João Gilberto

Cantor e violonista brasileiro, João Gilberto nasceu em 1931, em Juazeiro, no Brasil, e faleceu a 6 de julho de 2019 no Rio de Janeiro.

É considerado por muitos o criador da bossa nova, estilo caracterizado pela contenção sincopada dos acordes de guitarra e pela vocalização intimista.

Na sua juventude fez parte do conjunto vocal Garotos da Lua como solista. Participou como violonista acompanhante no disco Canção do Amor Demais (1958) de Elisete Cardoso, inovando já nesse trabalho pelo estilo revolucionário de tocar violão.

Ao gravar os seus primeiros singles Chega de Saudade (1958), de Tom Jobim e Vinicius de Moraes, e Desafinado (1958), de Tom Jobim e Newton Mendonçam, introduziu o estilo bossa nova. Estes temas alcançaram sucesso mundial e chegaram mesmo a ser gravados por estrelas do jazz americano como Stan Getz e Charlie Byrd.

Gravou o seu primeiro álbum em 1959, Chega de Saudade, considerado o primeiro do género bossa nova. Os dois álbuns seguintes, O Amor, o Sorriso e a Flor (1960) e João Gilberto (1961), consolidaram definitivamente o estilo musical. Pertencem a esta fase os clássicos Samba De Uma Nota Só e O Barquinho.

Em 1963 deixou o Brasil, instalando-se em Nova Iorque. Aí gravou Getz/Gilberto (1964), ao lado do músico de jazz norte-americano Stan Getz e de Astrud Gilberto, sua mulher. Este trabalho chegou a n.º 2 nos Estados Unidos e ganhou seis prémios grammy.
Dois anos mais tarde, editou Herbie Mann & João Gilberto, dando continuidade à colaboração com nomes conceituados do jazz americano.

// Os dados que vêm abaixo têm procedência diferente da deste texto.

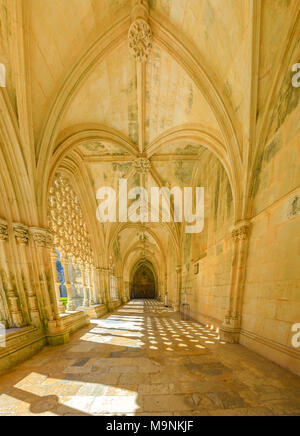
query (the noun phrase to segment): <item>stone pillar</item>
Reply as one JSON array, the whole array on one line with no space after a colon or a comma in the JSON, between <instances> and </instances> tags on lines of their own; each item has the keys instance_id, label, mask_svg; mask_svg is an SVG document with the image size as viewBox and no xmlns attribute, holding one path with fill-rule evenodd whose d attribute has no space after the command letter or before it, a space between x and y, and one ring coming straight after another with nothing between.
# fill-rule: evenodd
<instances>
[{"instance_id":1,"label":"stone pillar","mask_svg":"<svg viewBox=\"0 0 300 436\"><path fill-rule=\"evenodd\" d=\"M27 259L29 229L28 227L19 223L14 223L13 229L22 265L22 278L24 281L25 293L27 298L29 320L35 327L39 327L41 324L40 312L38 308L36 292L30 278L30 271Z\"/></svg>"},{"instance_id":2,"label":"stone pillar","mask_svg":"<svg viewBox=\"0 0 300 436\"><path fill-rule=\"evenodd\" d=\"M95 295L94 295L94 274L93 266L91 264L87 265L87 274L90 289L90 306L95 306Z\"/></svg>"},{"instance_id":3,"label":"stone pillar","mask_svg":"<svg viewBox=\"0 0 300 436\"><path fill-rule=\"evenodd\" d=\"M103 297L103 275L102 275L102 271L101 268L95 268L95 278L96 278L96 292L97 292L97 302L99 304L104 304L104 297Z\"/></svg>"},{"instance_id":4,"label":"stone pillar","mask_svg":"<svg viewBox=\"0 0 300 436\"><path fill-rule=\"evenodd\" d=\"M13 287L6 253L8 250L8 225L6 221L0 221L0 264L2 265L1 275L4 290L7 293L9 312L12 319L11 327L23 327L23 314L19 308L19 298Z\"/></svg>"},{"instance_id":5,"label":"stone pillar","mask_svg":"<svg viewBox=\"0 0 300 436\"><path fill-rule=\"evenodd\" d=\"M233 260L229 309L220 330L221 339L229 343L238 343L240 339L250 225L249 221L241 221L232 231Z\"/></svg>"},{"instance_id":6,"label":"stone pillar","mask_svg":"<svg viewBox=\"0 0 300 436\"><path fill-rule=\"evenodd\" d=\"M50 258L51 258L52 279L53 279L53 283L54 283L58 312L59 312L59 314L63 314L66 312L66 309L65 309L65 306L60 298L60 282L58 280L58 274L57 274L57 268L56 268L57 252L56 252L55 248L52 248L52 250L50 252Z\"/></svg>"},{"instance_id":7,"label":"stone pillar","mask_svg":"<svg viewBox=\"0 0 300 436\"><path fill-rule=\"evenodd\" d=\"M106 295L106 305L109 312L111 312L111 289L110 289L110 277L111 277L111 270L106 269L105 270L105 295Z\"/></svg>"},{"instance_id":8,"label":"stone pillar","mask_svg":"<svg viewBox=\"0 0 300 436\"><path fill-rule=\"evenodd\" d=\"M178 265L176 268L177 273L177 295L174 310L180 312L181 306L181 290L182 290L182 266Z\"/></svg>"},{"instance_id":9,"label":"stone pillar","mask_svg":"<svg viewBox=\"0 0 300 436\"><path fill-rule=\"evenodd\" d=\"M62 266L64 268L65 287L67 289L67 295L68 295L67 311L74 312L75 306L74 306L73 299L72 299L70 273L69 273L70 259L65 252L62 254L61 263L62 263Z\"/></svg>"},{"instance_id":10,"label":"stone pillar","mask_svg":"<svg viewBox=\"0 0 300 436\"><path fill-rule=\"evenodd\" d=\"M81 271L82 271L82 284L83 284L83 307L89 307L89 297L88 297L88 280L87 280L87 269L85 263L81 262Z\"/></svg>"}]
</instances>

Na década de 70 destacaram-se o homónimo João Gilberto (1973) e Amoroso (1977). Depois de regressar ao Brasil, em 1980, a sua produção discográfica foi escassa. Editou Brasil (1981), álbum que contou com a presença de Caetano Veloso, Maria Bethânia e Gilberto Gil, e que incluiu Aquarela do Brasil e Bahia, entre outros.

Importa salientar dois registos ao vivo: Live At The 19th Montreux Festival 86 (1987) e Ao Vivo - Eu Sei Que Vou Te Amar (1995).

O conceituado músico brasileiro só voltou aos estúdios em 2000, para a gravação de João Voz e Violão, onde contemplava algumas canções de António Carlos Jobim, sempre no estilo inconfundível da bossa nova.